Downloads of mobile AI apps and resulting revenue are surging.
What’s new: The State of Mobile 2026 report by Sensor Tower, a market research firm, tracks the rapid growth of AI assistants, generative apps, and AI companions on smartphones. Last year, thanks to spending on AI apps, revenue from non-game apps exceeded gaming revenue for the first time, according to the firm’s analysis.
How it works: The authors evaluated the market for mobile AI in 2025. They estimated numbers of downloads, hours of use, and in-app revenue (but not advertising revenue) from the iOS App Store and Google Play based on proprietary data and data from developers. They did not obtain data from other app stores, so the report doesn’t reflect mobile activity in regions such as China, where users download apps mostly from stores run by domestic companies.
- Overview: Global revenue from AI-powered apps and downloads accelerated last year. Revenue tripled to more than $5 billion, while downloads doubled to over 3.8 billion.

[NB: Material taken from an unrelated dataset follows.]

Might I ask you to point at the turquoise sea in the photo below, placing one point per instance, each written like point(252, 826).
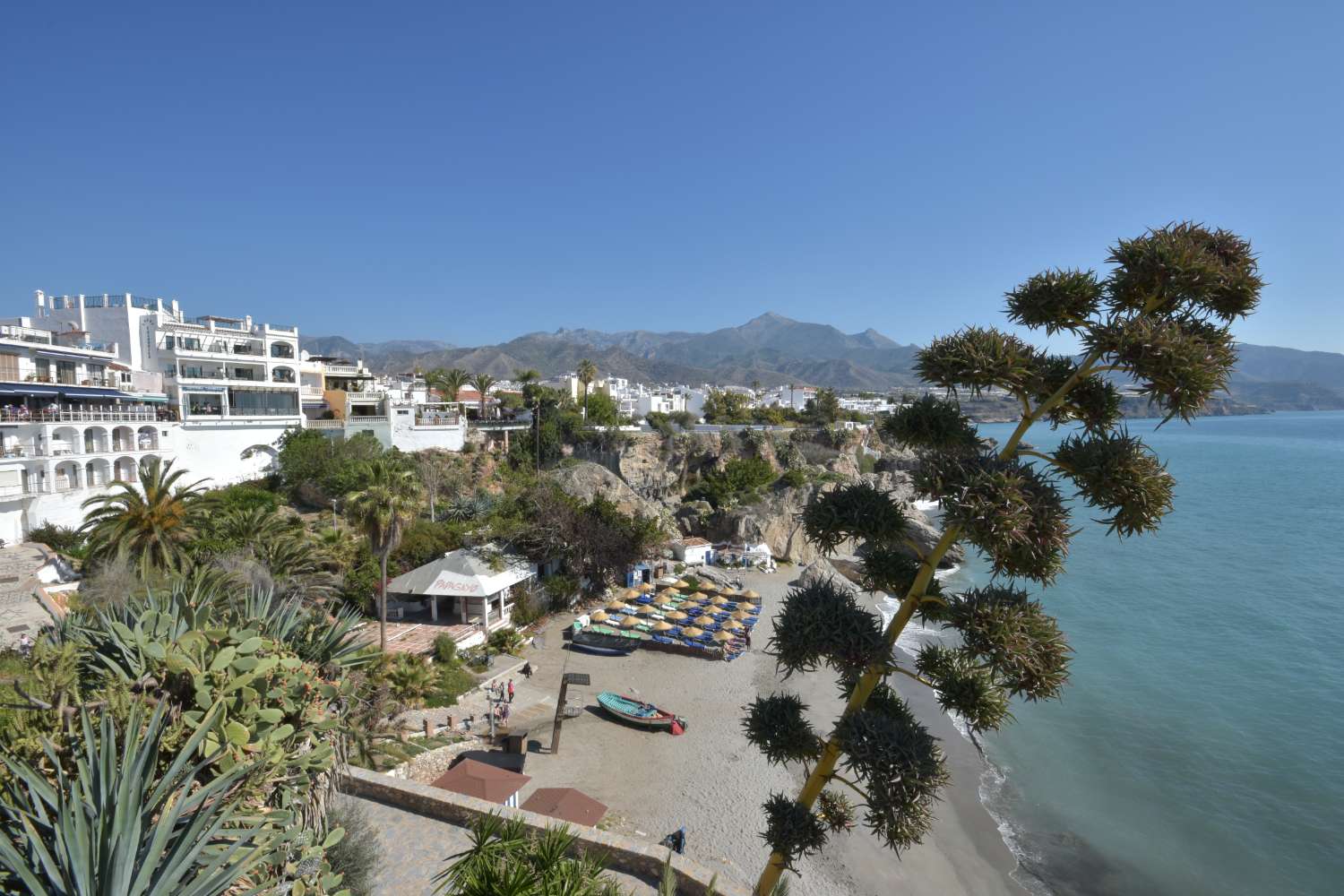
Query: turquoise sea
point(1199, 747)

- Leaders: The most-downloaded AI app, defined as one that uses AI for creative or generative tasks, was OpenAI ChatGPT followed by Google Gemini, DeepSeek, ByteDance Doubao, and AI-enhanced search engine Perplexity. OpenAI and DeepSeek accounted for almost 50 percent of global AI downloads, up from 21 percent in 2023, when Sensor Tower began tracking this category. Established tech companies like Amazon, Google, and Microsoft accounted for 30 percent of downloads in the past year, up from 14 percent in 2023. The long tail of AI startups made up the last 20 percent.
- Assistants versus generators: All of the top 10 most-downloaded apps were AI assistants. Nonetheless, generative apps like the Suno music generator and Bytedance’s Jimeng AI text-to-video app showed strong growth. The number of U.S. users of the top 10 AI assistants amounted to roughly 60 percent of the total population.
- Engagement: Users spent 48 billion hours in AI apps, roughly 3.6 times the total in 2024 and nearly 10 times the number of hours in 2023.
- Apps versus web: Around 110 million U.S. chatbot users — more than half — used AI exclusively via mobile apps, up from 13 million mobile-only users at the beginning of 2024. Another 34 million users of AI assistants gain access to them via both apps and the mobile web.
Behind the news: Mobile AI assistants are only a few years old, and user behavior is changing quickly. OpenAI introduced its first ChatGPT mobile app in May 2023. Today nearly every major AI assistant is available as an app. Earlier this year, Microsoft found that Copilot users behaved differently on mobile devices and at different times of day. For instance, mobile users were more likely to discuss health and fitness than work and productivity.
Why it matters: AI is becoming habitual for millions of users, not just when they’re working but also when they’re away from their desks and mobile devices are more handy than desktops. In that context, AI apps increasingly compete for time and attention directly with games, social media, and short-form videos. Both time and attention spent lead to more revenue and long-term use.
We’re thinking: The question whether AI-driven revenue will catch up to enormous capital expenditures has led to worries about an AI bubble. This blistering pace of growth in mobile AI revenue is encouraging!